A local Muslim gentleman has confirmed that he would actually quite like to wear a poppy this year, and he has also politely requested that Daily Mail and Express readers should ‘fucking well fuck the fuck off with the hateful shit.’

Speaking to Southend News Network, Ahmed Aziz said: ‘Someone told me to go back where I came from this week, so I popped home to Chelmsford to visit my Mum and Dad.’

’While I was there, I saw some photos of my grandfather who flew a Spitfire in World War Two, and then I remembered that I could wear a poppy in November to commemorate his efforts and everyone else who lost their lives in the conflict.’
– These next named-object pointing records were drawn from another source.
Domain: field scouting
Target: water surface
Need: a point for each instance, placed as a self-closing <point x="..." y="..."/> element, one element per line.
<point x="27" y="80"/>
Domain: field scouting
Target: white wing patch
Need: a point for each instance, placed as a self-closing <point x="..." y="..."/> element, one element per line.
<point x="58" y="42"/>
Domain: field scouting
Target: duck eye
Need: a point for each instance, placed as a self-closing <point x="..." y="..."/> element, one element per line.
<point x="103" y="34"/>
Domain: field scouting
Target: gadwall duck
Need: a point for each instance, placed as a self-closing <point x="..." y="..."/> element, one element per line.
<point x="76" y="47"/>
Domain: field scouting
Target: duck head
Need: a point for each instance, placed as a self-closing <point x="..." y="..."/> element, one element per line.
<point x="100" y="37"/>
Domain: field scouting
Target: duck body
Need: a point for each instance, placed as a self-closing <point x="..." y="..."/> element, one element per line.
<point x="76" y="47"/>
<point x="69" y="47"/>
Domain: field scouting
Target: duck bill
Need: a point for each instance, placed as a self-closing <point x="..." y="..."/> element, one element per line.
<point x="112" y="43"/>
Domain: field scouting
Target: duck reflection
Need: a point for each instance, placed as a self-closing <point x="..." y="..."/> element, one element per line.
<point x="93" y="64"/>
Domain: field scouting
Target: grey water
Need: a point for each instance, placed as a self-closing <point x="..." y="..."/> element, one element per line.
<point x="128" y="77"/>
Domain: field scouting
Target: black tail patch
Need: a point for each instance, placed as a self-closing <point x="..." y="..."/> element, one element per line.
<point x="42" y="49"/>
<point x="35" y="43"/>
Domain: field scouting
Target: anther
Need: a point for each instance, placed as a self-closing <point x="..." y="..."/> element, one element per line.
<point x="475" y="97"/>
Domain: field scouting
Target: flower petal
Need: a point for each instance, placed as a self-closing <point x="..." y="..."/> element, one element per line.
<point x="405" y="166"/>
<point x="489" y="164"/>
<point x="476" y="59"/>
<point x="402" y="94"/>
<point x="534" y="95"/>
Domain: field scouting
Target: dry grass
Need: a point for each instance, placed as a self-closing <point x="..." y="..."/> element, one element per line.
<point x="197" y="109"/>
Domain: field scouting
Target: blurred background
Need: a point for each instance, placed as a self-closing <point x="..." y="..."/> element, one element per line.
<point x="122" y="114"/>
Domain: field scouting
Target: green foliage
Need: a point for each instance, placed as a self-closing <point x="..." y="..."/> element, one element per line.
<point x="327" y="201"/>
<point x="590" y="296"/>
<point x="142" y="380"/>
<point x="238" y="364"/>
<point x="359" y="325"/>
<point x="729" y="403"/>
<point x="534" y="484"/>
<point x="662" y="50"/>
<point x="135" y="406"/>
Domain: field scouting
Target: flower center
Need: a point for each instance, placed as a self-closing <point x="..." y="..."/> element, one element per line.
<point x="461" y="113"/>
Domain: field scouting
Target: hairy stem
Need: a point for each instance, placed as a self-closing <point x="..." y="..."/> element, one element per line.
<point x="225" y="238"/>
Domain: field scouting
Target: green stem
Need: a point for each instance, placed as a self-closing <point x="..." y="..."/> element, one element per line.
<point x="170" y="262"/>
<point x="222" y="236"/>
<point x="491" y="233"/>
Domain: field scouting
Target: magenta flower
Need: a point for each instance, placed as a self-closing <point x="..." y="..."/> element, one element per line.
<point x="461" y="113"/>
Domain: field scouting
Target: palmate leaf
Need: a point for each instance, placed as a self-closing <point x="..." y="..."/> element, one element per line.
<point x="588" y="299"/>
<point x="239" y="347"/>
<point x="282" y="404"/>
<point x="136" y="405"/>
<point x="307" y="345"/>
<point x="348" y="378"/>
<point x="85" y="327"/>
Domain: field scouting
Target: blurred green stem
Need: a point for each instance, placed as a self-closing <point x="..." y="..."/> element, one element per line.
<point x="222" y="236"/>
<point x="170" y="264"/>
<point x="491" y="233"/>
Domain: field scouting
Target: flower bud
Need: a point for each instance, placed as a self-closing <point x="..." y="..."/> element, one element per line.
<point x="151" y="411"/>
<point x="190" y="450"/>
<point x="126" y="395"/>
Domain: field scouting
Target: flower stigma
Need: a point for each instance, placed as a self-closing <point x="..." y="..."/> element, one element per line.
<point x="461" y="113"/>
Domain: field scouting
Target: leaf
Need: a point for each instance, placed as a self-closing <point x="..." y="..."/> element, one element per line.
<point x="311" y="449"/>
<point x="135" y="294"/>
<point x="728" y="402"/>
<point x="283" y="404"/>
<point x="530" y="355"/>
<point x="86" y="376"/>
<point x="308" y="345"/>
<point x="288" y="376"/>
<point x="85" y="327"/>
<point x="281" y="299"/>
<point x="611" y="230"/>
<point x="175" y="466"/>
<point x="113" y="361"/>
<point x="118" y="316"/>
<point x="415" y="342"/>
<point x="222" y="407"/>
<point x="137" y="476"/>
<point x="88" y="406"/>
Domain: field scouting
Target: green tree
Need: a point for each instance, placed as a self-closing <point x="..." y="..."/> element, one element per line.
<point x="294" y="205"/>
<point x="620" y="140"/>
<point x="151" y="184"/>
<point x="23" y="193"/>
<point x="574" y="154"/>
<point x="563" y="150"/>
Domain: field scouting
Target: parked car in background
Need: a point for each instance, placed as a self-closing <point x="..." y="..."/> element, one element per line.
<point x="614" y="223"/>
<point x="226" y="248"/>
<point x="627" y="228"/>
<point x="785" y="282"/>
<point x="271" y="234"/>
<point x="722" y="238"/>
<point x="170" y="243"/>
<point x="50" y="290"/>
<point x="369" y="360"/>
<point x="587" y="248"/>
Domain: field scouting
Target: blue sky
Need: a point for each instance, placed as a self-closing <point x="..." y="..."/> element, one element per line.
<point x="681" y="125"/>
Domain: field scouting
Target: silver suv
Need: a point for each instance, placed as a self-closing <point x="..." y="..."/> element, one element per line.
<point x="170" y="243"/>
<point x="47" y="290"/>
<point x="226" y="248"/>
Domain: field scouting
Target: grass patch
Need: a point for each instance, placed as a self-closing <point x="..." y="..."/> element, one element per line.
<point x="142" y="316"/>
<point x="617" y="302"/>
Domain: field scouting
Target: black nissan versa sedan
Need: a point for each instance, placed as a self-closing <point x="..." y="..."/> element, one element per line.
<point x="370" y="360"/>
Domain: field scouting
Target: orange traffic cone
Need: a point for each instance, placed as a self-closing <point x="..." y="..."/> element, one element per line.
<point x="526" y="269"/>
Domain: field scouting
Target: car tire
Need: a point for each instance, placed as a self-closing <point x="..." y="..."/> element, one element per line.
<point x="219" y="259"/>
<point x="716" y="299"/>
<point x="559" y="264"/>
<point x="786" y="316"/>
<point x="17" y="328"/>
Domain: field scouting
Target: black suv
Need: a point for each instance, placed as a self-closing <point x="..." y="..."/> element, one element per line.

’Luckily I have plenty of time at the moment as I have a a few hours free due to not campaigning for Christmas to be cancelled or getting Peppa Pig stoned to death.’

’So I popped down to the local shopping centre and gave a British Legion veteran selling the poppies a couple of quid for a new one.’

’He gave me a pin as well, and for some reason I didn’t get an overwhelming urge to stab him with it.’

A spokesperson for the Daily Mail said: ‘We have received intelligence about a Muslim gentleman actually wanting to wear a poppy with pride, and we promise to investigate it as soon as a journalist is available.’

’All of our reporters are tied up at the moment working on a story about Kate Middleton’s preferences when it comes to sanitary products.’